The ability to determine BSD at the point of fragmentation sets the stage to answer a number of important questions pertaining to eruption dynamics.

(1) What are the vesiculation dynamics that lead to explosive silicic eruptions?

(2) What is the relation between ash particle size distribution and bubble number density?

(3) How do particle size distribution, bubble size distribution, and bubble number density vary with distance from the vent?

(4) Do large bubbles burst first, leading to magmatic foam fragmentation and preferential preservation of small bubbles within ash fragments?

(5) What would be the character of vesicle remnants preserved in eruptions that experienced a complex history of multiple nucleation events and episodic growth?

(6) To what extent and at what scale does heterogeneity within expanding magmatic foam determine the geometry, size, and surface morphology of ash fragments?

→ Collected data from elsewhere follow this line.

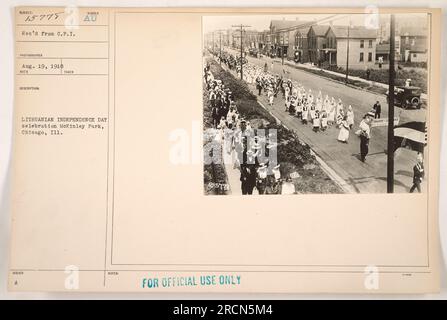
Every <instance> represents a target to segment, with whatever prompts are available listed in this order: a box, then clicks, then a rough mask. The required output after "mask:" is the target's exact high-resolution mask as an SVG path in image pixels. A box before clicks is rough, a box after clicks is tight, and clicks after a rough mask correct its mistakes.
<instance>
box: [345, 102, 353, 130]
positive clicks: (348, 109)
mask: <svg viewBox="0 0 447 320" xmlns="http://www.w3.org/2000/svg"><path fill="white" fill-rule="evenodd" d="M346 116H347V117H348V118H347V121H348V126H349V129H352V126H353V125H354V110H352V106H351V105H349V107H348V111H347V112H346Z"/></svg>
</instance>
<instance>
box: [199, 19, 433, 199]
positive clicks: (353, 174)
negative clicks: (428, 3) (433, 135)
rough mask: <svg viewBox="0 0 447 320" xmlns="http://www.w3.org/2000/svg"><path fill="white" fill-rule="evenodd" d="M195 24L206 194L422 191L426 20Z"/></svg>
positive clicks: (426, 186) (425, 160) (425, 113)
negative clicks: (200, 29) (201, 71)
mask: <svg viewBox="0 0 447 320" xmlns="http://www.w3.org/2000/svg"><path fill="white" fill-rule="evenodd" d="M202 26H203V37H202V42H203V70H202V72H203V129H204V141H203V144H204V148H203V150H204V193H205V194H206V195H267V194H281V195H287V194H289V195H290V194H342V193H352V194H355V193H366V194H367V193H424V192H426V189H427V181H426V176H427V175H426V172H425V171H426V170H428V168H427V167H426V166H425V163H426V162H428V161H426V160H427V159H425V157H426V155H428V152H427V148H428V136H427V126H428V123H427V119H428V116H427V113H428V110H429V102H428V88H429V83H428V79H429V76H428V75H429V68H430V54H429V53H430V41H429V39H430V34H429V33H430V15H429V14H425V13H424V14H421V13H414V14H413V13H406V14H380V13H379V12H374V11H372V12H365V13H355V14H352V13H349V14H342V13H337V14H307V13H306V14H294V15H292V14H290V15H278V14H275V15H268V14H256V15H216V16H204V17H203V20H202Z"/></svg>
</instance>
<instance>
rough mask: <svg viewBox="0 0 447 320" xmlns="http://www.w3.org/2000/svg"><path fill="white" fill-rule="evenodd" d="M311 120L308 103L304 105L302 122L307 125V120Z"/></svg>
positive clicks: (308, 104)
mask: <svg viewBox="0 0 447 320" xmlns="http://www.w3.org/2000/svg"><path fill="white" fill-rule="evenodd" d="M308 118H309V104H308V103H306V102H305V103H303V113H302V115H301V122H302V123H303V124H307V120H308Z"/></svg>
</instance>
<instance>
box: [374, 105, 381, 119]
mask: <svg viewBox="0 0 447 320" xmlns="http://www.w3.org/2000/svg"><path fill="white" fill-rule="evenodd" d="M373 109H374V113H375V114H374V119H380V113H381V112H382V106H381V105H380V102H379V101H377V102H376V103H375V104H374V106H373Z"/></svg>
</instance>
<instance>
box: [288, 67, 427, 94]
mask: <svg viewBox="0 0 447 320" xmlns="http://www.w3.org/2000/svg"><path fill="white" fill-rule="evenodd" d="M284 64H285V65H287V66H289V67H291V68H294V69H296V70H301V71H303V72H307V73H310V74H313V75H315V76H317V77H320V78H323V79H326V80H329V81H332V82H336V83H340V84H343V85H345V86H347V87H350V88H353V89H357V90H361V91H366V92H370V93H374V94H380V95H382V96H384V97H386V94H384V93H380V92H376V91H373V90H368V89H365V88H360V87H356V86H354V85H352V84H346V83H345V82H343V81H340V80H335V79H332V78H329V77H325V76H322V75H320V74H317V73H313V72H311V71H308V70H307V69H306V68H300V67H298V66H296V65H293V64H291V63H290V62H289V61H285V62H284ZM314 70H316V71H318V70H320V71H322V72H324V73H328V72H326V71H325V70H324V69H314ZM335 76H337V77H342V75H341V74H340V76H339V75H335ZM351 79H352V78H351ZM378 83H380V82H378ZM376 87H379V86H376ZM421 99H424V100H425V102H426V103H427V100H428V96H427V94H426V93H422V94H421Z"/></svg>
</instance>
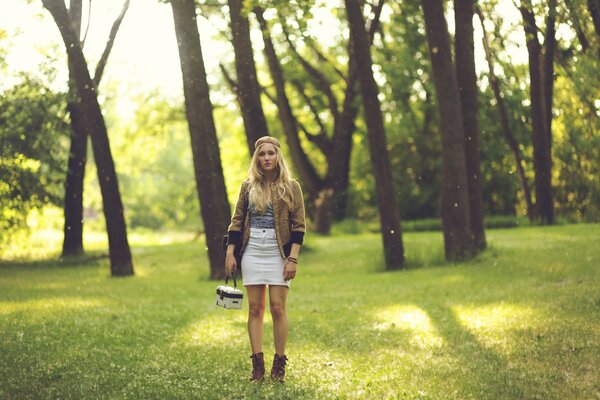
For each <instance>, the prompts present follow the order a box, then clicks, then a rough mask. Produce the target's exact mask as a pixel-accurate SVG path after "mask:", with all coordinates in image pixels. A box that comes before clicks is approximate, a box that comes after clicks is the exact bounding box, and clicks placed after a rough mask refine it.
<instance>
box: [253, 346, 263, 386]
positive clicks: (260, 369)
mask: <svg viewBox="0 0 600 400" xmlns="http://www.w3.org/2000/svg"><path fill="white" fill-rule="evenodd" d="M250 358H251V359H252V377H251V378H250V380H251V381H257V382H258V381H261V380H262V379H263V377H264V376H265V358H264V356H263V353H255V354H252V355H251V356H250Z"/></svg>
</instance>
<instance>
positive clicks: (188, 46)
mask: <svg viewBox="0 0 600 400" xmlns="http://www.w3.org/2000/svg"><path fill="white" fill-rule="evenodd" d="M171 7H172V9H173V20H174V23H175V33H176V36H177V47H178V49H179V59H180V64H181V72H182V75H183V93H184V96H185V110H186V115H187V120H188V126H189V130H190V138H191V143H192V157H193V160H194V173H195V177H196V190H197V192H198V199H199V202H200V209H201V214H202V220H203V221H204V231H205V235H206V247H207V249H208V258H209V262H210V277H211V279H223V278H224V274H225V271H224V268H223V266H224V265H225V254H224V253H223V249H222V239H223V232H225V230H226V229H227V226H228V224H229V222H230V220H231V209H230V207H229V202H228V200H227V191H226V190H225V180H224V178H223V169H222V166H221V156H220V152H219V144H218V141H217V133H216V129H215V123H214V119H213V114H212V112H213V107H212V104H211V101H210V93H209V88H208V83H207V80H206V70H205V68H204V59H203V55H202V48H201V45H200V34H199V33H198V25H197V23H196V4H195V2H194V0H172V1H171Z"/></svg>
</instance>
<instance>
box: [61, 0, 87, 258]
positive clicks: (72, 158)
mask: <svg viewBox="0 0 600 400" xmlns="http://www.w3.org/2000/svg"><path fill="white" fill-rule="evenodd" d="M81 2H82V1H81V0H71V3H70V7H69V17H70V20H71V25H72V27H73V33H74V34H75V35H76V36H77V37H79V36H80V34H81V13H82V4H81ZM74 79H75V78H74V73H73V65H72V63H71V62H69V97H68V101H67V110H68V112H69V116H70V119H71V121H70V122H71V146H70V150H69V161H68V164H67V177H66V179H65V200H64V201H65V203H64V216H65V224H64V236H63V249H62V257H70V256H76V255H80V254H83V253H84V249H83V179H84V177H85V164H86V162H87V138H88V133H87V130H86V129H85V125H84V123H83V120H82V116H81V107H80V104H79V103H80V102H79V99H78V96H77V88H76V87H75V82H74Z"/></svg>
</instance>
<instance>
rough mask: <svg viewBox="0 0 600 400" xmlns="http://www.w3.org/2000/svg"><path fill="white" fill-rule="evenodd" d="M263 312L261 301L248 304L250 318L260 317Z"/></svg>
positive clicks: (255, 317)
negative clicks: (256, 302) (257, 302)
mask: <svg viewBox="0 0 600 400" xmlns="http://www.w3.org/2000/svg"><path fill="white" fill-rule="evenodd" d="M264 313H265V305H264V304H261V303H253V304H250V307H249V311H248V314H249V315H250V317H251V318H262V316H263V315H264Z"/></svg>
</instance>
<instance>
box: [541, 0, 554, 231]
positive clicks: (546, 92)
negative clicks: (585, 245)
mask: <svg viewBox="0 0 600 400" xmlns="http://www.w3.org/2000/svg"><path fill="white" fill-rule="evenodd" d="M555 50H556V0H549V1H548V17H547V19H546V36H545V38H544V58H543V63H544V65H543V68H544V72H543V74H542V77H543V78H544V100H545V114H546V160H547V163H548V165H547V166H546V169H547V170H548V185H549V186H550V187H549V191H550V195H549V196H550V199H549V200H548V201H547V202H546V210H545V212H544V213H542V215H543V216H544V217H545V219H546V221H547V223H549V224H554V222H555V215H554V200H553V197H554V196H553V194H552V117H553V114H552V103H553V99H554V53H555Z"/></svg>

While the goal of this paper has been limited to demonstrating the viability of using SSEM to measure prefragmentation BSDs by analyzing ash particles, analysis of even the few ashes we had on hand has led to intriguing implications as well as questions for future research. It is hoped that when applied to specific volcanological problems, this new tool will provide new insights regarding eruptions processes in energetic ash-producing eruptions.

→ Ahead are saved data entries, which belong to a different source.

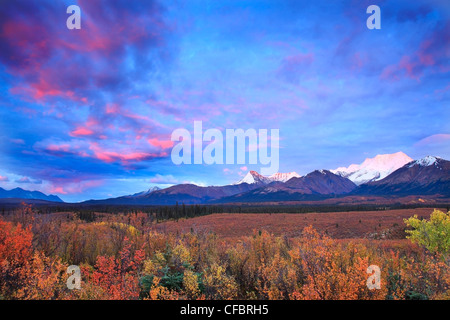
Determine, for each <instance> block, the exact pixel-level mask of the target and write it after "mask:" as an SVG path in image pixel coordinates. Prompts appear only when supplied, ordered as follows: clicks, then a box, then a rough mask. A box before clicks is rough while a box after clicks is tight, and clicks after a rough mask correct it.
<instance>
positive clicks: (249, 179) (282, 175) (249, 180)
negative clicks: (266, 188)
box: [235, 171, 301, 184]
mask: <svg viewBox="0 0 450 320" xmlns="http://www.w3.org/2000/svg"><path fill="white" fill-rule="evenodd" d="M294 177H296V178H300V177H301V176H300V175H299V174H298V173H297V172H288V173H280V172H279V173H275V174H273V175H271V176H269V177H265V176H263V175H261V174H259V173H258V172H256V171H249V172H248V173H247V174H246V175H245V177H244V178H242V179H241V180H239V181H238V182H237V183H235V184H241V183H248V184H254V183H259V184H268V183H271V182H274V181H279V182H286V181H288V180H289V179H291V178H294Z"/></svg>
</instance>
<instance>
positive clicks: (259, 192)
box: [0, 152, 450, 205]
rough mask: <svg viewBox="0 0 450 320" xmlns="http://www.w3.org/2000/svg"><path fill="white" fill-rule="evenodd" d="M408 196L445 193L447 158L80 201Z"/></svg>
mask: <svg viewBox="0 0 450 320" xmlns="http://www.w3.org/2000/svg"><path fill="white" fill-rule="evenodd" d="M5 195H6V196H5ZM411 195H414V196H422V195H436V196H439V197H450V161H447V160H444V159H442V158H439V157H433V156H427V157H425V158H423V159H420V160H413V159H411V158H410V157H408V156H407V155H406V154H404V153H402V152H397V153H394V154H386V155H377V156H375V157H374V158H368V159H366V160H365V161H364V162H363V163H362V164H360V165H356V164H353V165H350V166H349V167H340V168H337V169H334V170H315V171H313V172H311V173H309V174H307V175H305V176H301V175H299V174H298V173H296V172H289V173H277V174H274V175H272V176H268V177H266V176H263V175H261V174H259V173H258V172H256V171H249V172H248V173H247V174H246V175H245V176H244V177H243V178H242V179H241V180H239V181H238V182H236V183H233V184H230V185H225V186H207V187H203V186H197V185H195V184H178V185H174V186H171V187H168V188H165V189H160V188H158V187H154V188H151V189H149V190H147V191H143V192H139V193H136V194H133V195H127V196H122V197H118V198H110V199H103V200H89V201H85V202H83V203H84V204H107V205H173V204H176V203H180V204H181V203H184V204H212V203H252V202H253V203H254V202H281V201H305V200H308V201H316V200H325V199H330V198H333V197H344V196H351V197H359V198H364V197H367V196H381V197H392V196H411ZM14 197H15V198H24V199H42V200H48V201H57V202H61V199H59V198H58V197H57V196H53V195H49V196H46V195H45V194H43V193H40V192H37V191H34V192H29V191H26V190H23V189H20V188H16V189H13V190H10V191H6V190H4V189H2V188H0V198H14ZM33 197H35V198H33Z"/></svg>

The authors are grateful to Jessica Larsen and Kristi Wallace (Alaska Volcano Observatory, USGS) for providing ash samples. We express special thanks to Professor W. Rose and Owen Mills (Michigan Technological University) for providing access to instruments for SSEM imaging and DEM reconstructions, and to Kevin Grens (Alicona Imaging GmbH) for MeX support. Guilherme Gualda, and two anonymous reviewers greatly improved the manuscript through their comments and thoughtful suggestions, including the addition of an Error Analysis section. This material is based upon work supported by NSF under award numbers EAR-0509859, EAR-0838292 (UNH), EAR-0838314, and EAR-0509856 (Lehigh University).

1We distinguish vesicles from bubbles in that bubbles are a gas phase in a liquid magma or lavas, while vesicles are voids in rock that can be observed and measured in the lab. While we can only observe vesicles, it is the bubbles in which we are interested for physical volcanology.